Réf.:RBL/UDPS/DE/029/02

1. Introduction

L'Accord de Pretoria, signé le 30 juillet dernier entre Kigali et Kinshasa, en présence des témoins internationaux (ONU et Afrique du Sud), prévoit:

- Le désarmement, le regroupement et le rapatriement des génocidaires interahamwe et des soldats ex-FAR rwandais par le Camp Kabila;

- Le retrait des troupes rwandaises par le gouvernement rwandais

- La sécurisation réciproque de la frontière commune Congo-Rwanda

Depuis la signature de cet Accord, les déclarations et les écrits du camp Kabila et de ses appendices (partis alimentaires, clients de la société civile et presse propagandiste du pouvoir militaire et dictatorial de Kinshasa) ainsi que du MLC sont le reflet de la médiocrité de cette classe politique. Celle-ci se traduit par l'absence de mémoire et de culture des textes, le primat des intérêts individuels sur l'Intérêt Général et National et l'absence de volonté politique réelle pour résoudre la crise.

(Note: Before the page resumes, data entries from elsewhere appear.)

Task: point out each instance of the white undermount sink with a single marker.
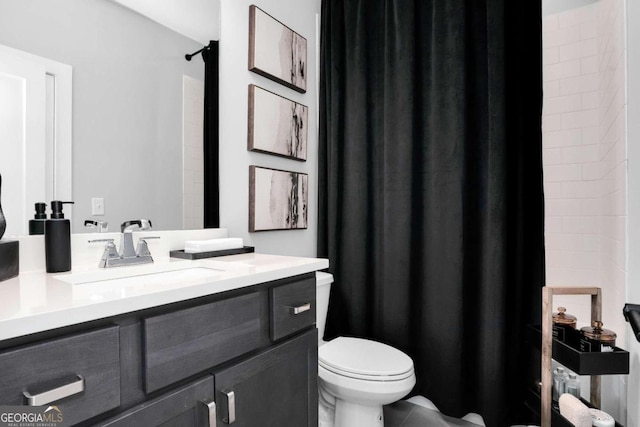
(149, 274)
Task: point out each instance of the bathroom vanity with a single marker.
(231, 342)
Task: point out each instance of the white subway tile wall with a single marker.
(585, 161)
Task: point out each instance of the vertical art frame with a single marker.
(277, 125)
(276, 51)
(278, 200)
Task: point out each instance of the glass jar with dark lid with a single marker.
(595, 332)
(561, 318)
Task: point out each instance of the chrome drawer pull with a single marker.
(301, 308)
(209, 412)
(231, 406)
(55, 394)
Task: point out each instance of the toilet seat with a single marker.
(364, 359)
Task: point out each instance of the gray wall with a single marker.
(127, 102)
(550, 7)
(300, 16)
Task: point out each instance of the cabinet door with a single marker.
(278, 387)
(185, 407)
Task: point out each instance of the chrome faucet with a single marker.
(127, 255)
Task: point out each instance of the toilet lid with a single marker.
(361, 358)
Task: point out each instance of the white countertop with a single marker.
(38, 301)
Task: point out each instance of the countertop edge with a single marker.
(45, 321)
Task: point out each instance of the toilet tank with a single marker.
(323, 288)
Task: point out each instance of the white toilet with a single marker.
(356, 376)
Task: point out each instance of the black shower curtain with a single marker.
(430, 189)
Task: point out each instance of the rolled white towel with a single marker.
(575, 411)
(196, 246)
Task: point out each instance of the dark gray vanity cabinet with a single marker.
(188, 406)
(247, 357)
(275, 388)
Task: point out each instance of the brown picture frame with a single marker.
(276, 51)
(278, 199)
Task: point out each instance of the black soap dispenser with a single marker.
(36, 225)
(57, 240)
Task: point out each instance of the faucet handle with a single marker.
(102, 226)
(143, 248)
(100, 240)
(110, 251)
(141, 224)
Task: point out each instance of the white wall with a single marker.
(127, 103)
(633, 201)
(585, 160)
(196, 19)
(234, 157)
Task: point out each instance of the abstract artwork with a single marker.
(277, 199)
(276, 51)
(277, 125)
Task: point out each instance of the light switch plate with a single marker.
(97, 206)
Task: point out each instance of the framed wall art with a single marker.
(277, 199)
(277, 125)
(276, 51)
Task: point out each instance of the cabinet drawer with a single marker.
(186, 342)
(293, 307)
(185, 407)
(79, 373)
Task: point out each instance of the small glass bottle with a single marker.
(573, 385)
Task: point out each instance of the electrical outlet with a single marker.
(97, 206)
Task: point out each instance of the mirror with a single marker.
(136, 107)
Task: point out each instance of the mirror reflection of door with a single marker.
(35, 135)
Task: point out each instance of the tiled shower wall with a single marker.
(585, 161)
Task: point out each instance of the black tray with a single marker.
(211, 254)
(584, 363)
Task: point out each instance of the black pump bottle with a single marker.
(57, 240)
(36, 225)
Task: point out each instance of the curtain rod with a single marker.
(189, 56)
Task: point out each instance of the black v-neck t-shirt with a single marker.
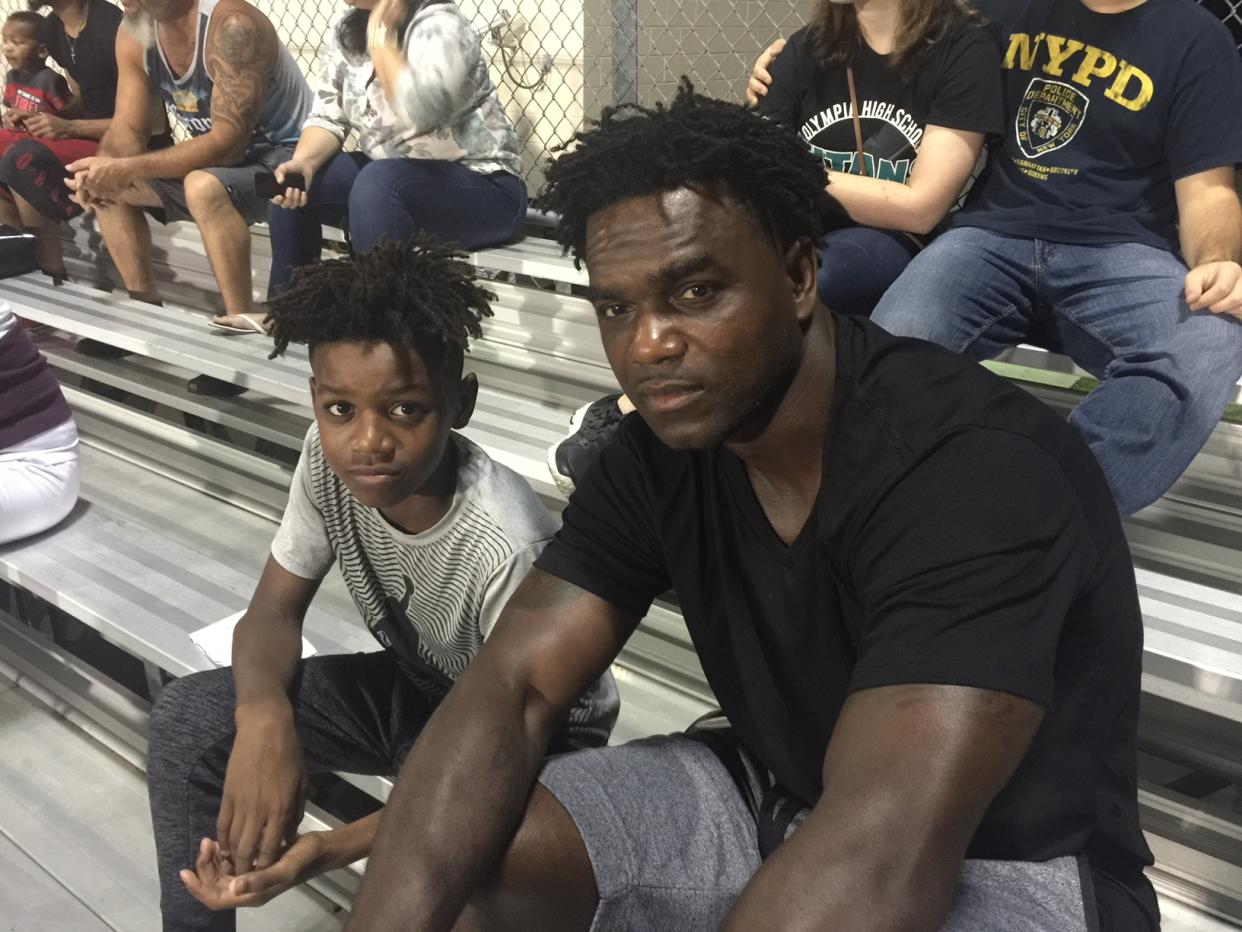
(963, 534)
(91, 59)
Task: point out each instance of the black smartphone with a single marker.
(267, 187)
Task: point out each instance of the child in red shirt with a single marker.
(30, 86)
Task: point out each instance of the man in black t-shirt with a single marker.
(1107, 226)
(906, 579)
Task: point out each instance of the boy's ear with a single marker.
(467, 394)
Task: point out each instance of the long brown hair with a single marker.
(836, 37)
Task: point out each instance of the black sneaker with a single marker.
(97, 349)
(213, 387)
(590, 430)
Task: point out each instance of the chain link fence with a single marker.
(558, 63)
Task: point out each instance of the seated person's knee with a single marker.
(205, 194)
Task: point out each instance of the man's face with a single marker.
(384, 418)
(21, 49)
(699, 312)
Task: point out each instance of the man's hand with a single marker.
(265, 790)
(214, 884)
(49, 126)
(759, 77)
(1216, 287)
(293, 198)
(101, 177)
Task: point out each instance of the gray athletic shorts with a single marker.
(239, 180)
(672, 843)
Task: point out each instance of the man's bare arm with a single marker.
(465, 785)
(907, 778)
(129, 128)
(240, 55)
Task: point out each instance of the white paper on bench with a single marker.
(215, 640)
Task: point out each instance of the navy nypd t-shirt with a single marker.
(1104, 112)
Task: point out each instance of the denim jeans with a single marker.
(1117, 311)
(858, 264)
(398, 198)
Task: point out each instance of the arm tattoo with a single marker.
(240, 57)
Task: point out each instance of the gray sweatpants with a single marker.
(672, 841)
(358, 712)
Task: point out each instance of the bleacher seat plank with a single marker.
(143, 592)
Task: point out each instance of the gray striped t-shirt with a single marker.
(430, 598)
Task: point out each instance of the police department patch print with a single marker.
(1048, 116)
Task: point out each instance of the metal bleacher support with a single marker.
(539, 359)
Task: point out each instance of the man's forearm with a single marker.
(1211, 230)
(457, 802)
(178, 160)
(349, 843)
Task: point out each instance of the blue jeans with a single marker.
(1117, 311)
(858, 264)
(396, 198)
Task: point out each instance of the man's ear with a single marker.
(802, 265)
(467, 394)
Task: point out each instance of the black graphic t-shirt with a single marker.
(954, 87)
(91, 59)
(39, 90)
(1104, 112)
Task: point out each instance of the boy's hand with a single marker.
(214, 884)
(265, 790)
(47, 126)
(1216, 287)
(102, 175)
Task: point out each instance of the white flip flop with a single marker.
(255, 324)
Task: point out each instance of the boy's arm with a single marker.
(240, 55)
(908, 776)
(263, 783)
(465, 785)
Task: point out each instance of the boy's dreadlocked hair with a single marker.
(696, 142)
(414, 293)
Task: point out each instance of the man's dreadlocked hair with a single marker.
(412, 293)
(696, 142)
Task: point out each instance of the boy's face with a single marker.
(21, 49)
(701, 315)
(384, 418)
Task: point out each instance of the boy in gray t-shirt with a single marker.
(431, 537)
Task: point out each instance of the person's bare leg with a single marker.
(47, 237)
(226, 240)
(543, 881)
(128, 239)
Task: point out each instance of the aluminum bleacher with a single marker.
(139, 572)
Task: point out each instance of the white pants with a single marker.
(39, 482)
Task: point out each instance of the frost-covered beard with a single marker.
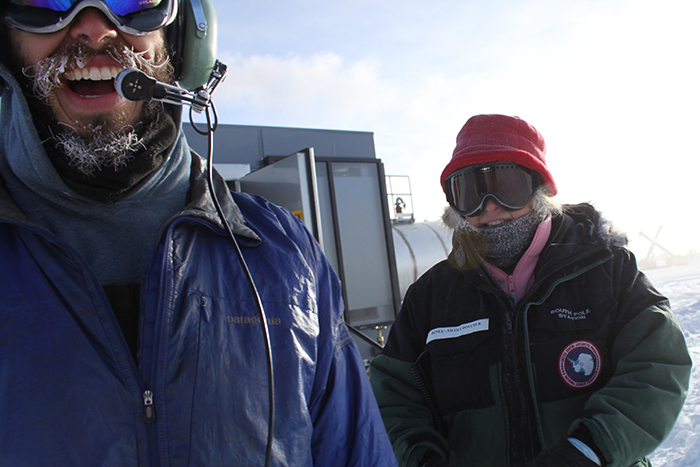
(87, 155)
(501, 245)
(100, 143)
(48, 75)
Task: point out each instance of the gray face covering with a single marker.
(503, 245)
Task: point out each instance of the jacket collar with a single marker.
(201, 204)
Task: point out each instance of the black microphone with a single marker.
(135, 85)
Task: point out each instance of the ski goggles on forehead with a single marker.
(510, 185)
(136, 17)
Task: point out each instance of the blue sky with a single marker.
(611, 84)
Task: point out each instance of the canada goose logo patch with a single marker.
(579, 364)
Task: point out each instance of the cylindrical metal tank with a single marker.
(418, 246)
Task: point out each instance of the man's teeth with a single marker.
(93, 73)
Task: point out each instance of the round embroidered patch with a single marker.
(579, 364)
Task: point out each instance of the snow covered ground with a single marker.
(681, 284)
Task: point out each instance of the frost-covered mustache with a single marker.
(69, 64)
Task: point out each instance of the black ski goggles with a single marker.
(136, 17)
(512, 186)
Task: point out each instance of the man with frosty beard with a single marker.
(129, 334)
(538, 342)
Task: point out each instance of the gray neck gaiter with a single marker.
(503, 245)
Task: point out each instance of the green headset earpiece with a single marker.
(192, 39)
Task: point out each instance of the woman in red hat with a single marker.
(538, 342)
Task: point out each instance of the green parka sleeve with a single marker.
(638, 406)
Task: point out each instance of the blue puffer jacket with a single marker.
(72, 395)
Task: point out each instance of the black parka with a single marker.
(591, 348)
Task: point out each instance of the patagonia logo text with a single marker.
(563, 313)
(254, 320)
(458, 331)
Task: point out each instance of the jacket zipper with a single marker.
(523, 387)
(149, 410)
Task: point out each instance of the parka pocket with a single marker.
(459, 369)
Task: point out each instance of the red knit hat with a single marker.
(500, 138)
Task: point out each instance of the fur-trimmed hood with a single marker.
(584, 215)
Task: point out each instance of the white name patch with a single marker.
(458, 331)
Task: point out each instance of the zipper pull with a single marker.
(149, 411)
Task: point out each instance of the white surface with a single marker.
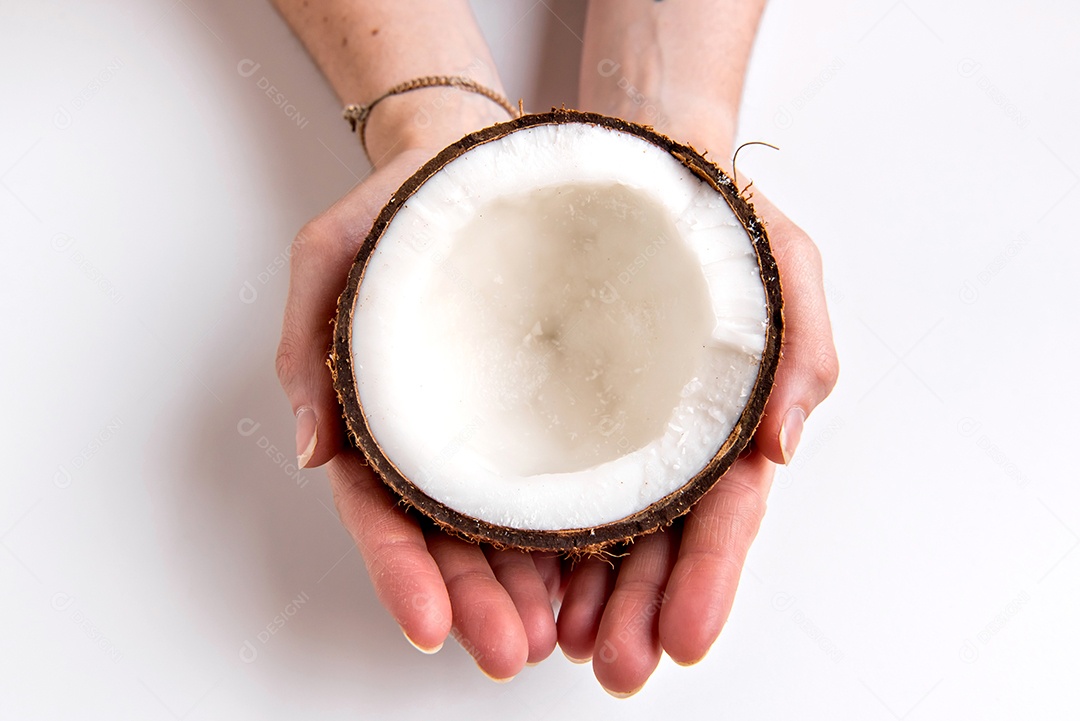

Les membres du "camp de la patrie" démontrent eux-mêmes qu'ils constituent un obstacle à la solution de la crise, c'est-à-dire à l'instauration d'un Etat de droit souverain et démocratique au Congo. Généralement, la démocratie ne peut pas s'enraciner dans une société et promouvoir des solutions durables aux nombreux problèmes qui sy posent en labsence de la culture des textes doublée dun manque de volonté politique des dirigeants de s'impliquer positivement dans la dynamique collective qui privilégie le primat de l'Intérêt Supérieur de la Nation aux intérêts individuels

2. Notre position face aux déclarations et aux écrits du "camp de la patrie"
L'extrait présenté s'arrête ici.